Results from the previous experiments using angiotensin II and norepinephrine infusion to produce hypertension suggest that immune cell activation may be more dependent on elevated arterial pressure per se, rather than the specific stimulus that produces it. To determine whether the reduction in T cell activation and vascular inflammation following AV3V ablation and angiotensin II infusion was a consequence of preventing hypertension, we administered hydralazine via the drinking water during angiotensin II infusion. Following 2 weeks of angiotensin II infusion, hydralazine eliminated the elevation in blood pressure to angiotensin II (Figure 5A) as well as vascular superoxide production (Figure 5B). Hydralazine also prevented the activation of circulating T cells (Figure 5C–D) as well as vascular accumulation of inflammatory cells (Figure 5E–F). We also examined the effect of hydralazine administration during norepinephrine infusion. As in the case of angiotensin II, hydralazine prevented the increase in arterial pressure, T cell activation and infiltration during norepinephrine induced-hypertension (Online Figure I).

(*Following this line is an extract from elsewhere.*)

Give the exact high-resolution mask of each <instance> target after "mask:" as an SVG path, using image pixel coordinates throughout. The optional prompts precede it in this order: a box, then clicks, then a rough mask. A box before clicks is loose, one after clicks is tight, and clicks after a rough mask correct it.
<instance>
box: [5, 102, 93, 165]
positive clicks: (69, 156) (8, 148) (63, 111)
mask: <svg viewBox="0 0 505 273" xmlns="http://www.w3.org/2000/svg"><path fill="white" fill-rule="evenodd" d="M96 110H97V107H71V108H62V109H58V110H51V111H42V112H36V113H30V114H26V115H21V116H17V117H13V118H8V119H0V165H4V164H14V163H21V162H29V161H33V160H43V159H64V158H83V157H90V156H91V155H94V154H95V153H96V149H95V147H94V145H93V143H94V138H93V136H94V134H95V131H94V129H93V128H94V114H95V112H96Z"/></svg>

The effects of hydralazine on T cell activation and vascular inflammation could be related to its anti-hypertensive actions, or alternatively to a direct effect on T cells that might prevent their activation. To distinguish between these possibilities, we performed studies using OT2 mice. OT2 mice are transgenic for a T cell receptor that induces production of CD4+ activated T cells when the receptor is activated by the peptide ovalbumin 323-339. OT2 mice were injected on day 1 intraperitoneally with ovalbumin (OVA) 323-339 peptide (0.5μg/μl) or vehicle (Al(OH)₃ (2.5μg/μl)) and hydralazine was administered in the drinking water during the 7 days. Blood pressure was not significantly changed between groups (OVA: 122 ± 5.7; Al(OH)₃ 122 ±.76 mmHg) (Hydralazine + OVA: 113 ± 1.3 mmHg; Hydralazine + Al(OH)₃ 113 ±10.1 mmHg). In control mice, OVA markedly enhanced T cell activation as evidenced by an increase in CD69 and in CD44^high expressed on CD4+ cells (Figure 6A and 6B) compared to OT2 mice treated with vehicle Al(OH)₃. Treatment of OT2 mice with hydralazine for one week did not diminish T-cell activation evoked by OVA (Figure 6A and 6B). These results indicate that hydralazine does not impair T cell activation in response to a non-hypertensive stimulus.